What Are Some Uses of the Spice Marjoram?

Marjoram is a popular herb used in Mediterranean and North American cuisine. Therefore, the herb can be used in stuffing, tomato-based dishes, gamy meats and soups popular to either region.

Marjoram is an herb in the mint family with long, ovular leaves that have a delicate, sweet flavor. While marjoram is considered interchangeable with oregano in some cultures, other varieties, such as sweet marjoram, taste perceptibly different. When cooking with marjoram, use only the leaves, and discard the stems.

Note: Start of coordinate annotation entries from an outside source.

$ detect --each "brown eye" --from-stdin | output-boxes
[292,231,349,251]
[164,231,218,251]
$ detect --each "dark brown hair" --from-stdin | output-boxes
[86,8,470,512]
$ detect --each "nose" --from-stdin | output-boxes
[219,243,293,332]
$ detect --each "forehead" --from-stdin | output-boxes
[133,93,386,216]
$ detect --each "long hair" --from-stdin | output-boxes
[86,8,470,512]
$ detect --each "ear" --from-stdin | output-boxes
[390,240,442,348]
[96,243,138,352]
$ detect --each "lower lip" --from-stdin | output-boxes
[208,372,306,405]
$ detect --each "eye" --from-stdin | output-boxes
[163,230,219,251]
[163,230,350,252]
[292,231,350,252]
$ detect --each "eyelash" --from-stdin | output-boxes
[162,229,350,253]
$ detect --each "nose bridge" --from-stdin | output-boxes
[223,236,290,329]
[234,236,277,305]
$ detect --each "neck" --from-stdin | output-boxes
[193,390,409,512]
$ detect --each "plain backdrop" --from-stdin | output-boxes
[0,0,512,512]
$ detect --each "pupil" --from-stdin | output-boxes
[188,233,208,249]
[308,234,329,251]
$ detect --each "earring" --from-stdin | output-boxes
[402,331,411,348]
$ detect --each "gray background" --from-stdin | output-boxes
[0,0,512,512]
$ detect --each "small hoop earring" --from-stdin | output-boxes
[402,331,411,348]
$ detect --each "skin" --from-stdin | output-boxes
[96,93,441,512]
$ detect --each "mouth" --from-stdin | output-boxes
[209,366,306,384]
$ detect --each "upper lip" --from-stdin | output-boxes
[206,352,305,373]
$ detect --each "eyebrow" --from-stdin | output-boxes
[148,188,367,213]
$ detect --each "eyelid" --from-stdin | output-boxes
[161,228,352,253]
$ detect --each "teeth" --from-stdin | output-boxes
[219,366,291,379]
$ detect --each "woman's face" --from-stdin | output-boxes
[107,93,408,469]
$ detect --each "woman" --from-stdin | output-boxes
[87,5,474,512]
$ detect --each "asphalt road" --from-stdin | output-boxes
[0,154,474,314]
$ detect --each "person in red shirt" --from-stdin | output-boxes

Marjoram's versatility lends it to a broad variety of usages. Pork, rabbit and lamb respond well to the use of marjoram, as its sweet flavor blends well with the pronounced flavors of these meats. Additionally, marjoram can be used in pastas and salads to add greater depth of flavor. Dried marjoram is often used as a condiment in pizza restaurants.

The herb is also used as a flavoring agent in a number of liqueurs and cocktails. For example, many vermouth manufacturers use marjoram along with other herbs and spices in their proprietary blend of flavoring agents. It can also be used as a cocktail ingredient, especially when combined with other sweet ingredients.

When ingested as a tea, some herbalists use marjoram to treat a variety of ailments including colds, coughs, ear pain, gallstones, cramps and stomach pain. Marjoram also serves as a aromatic agent in soaps and cosmetic products.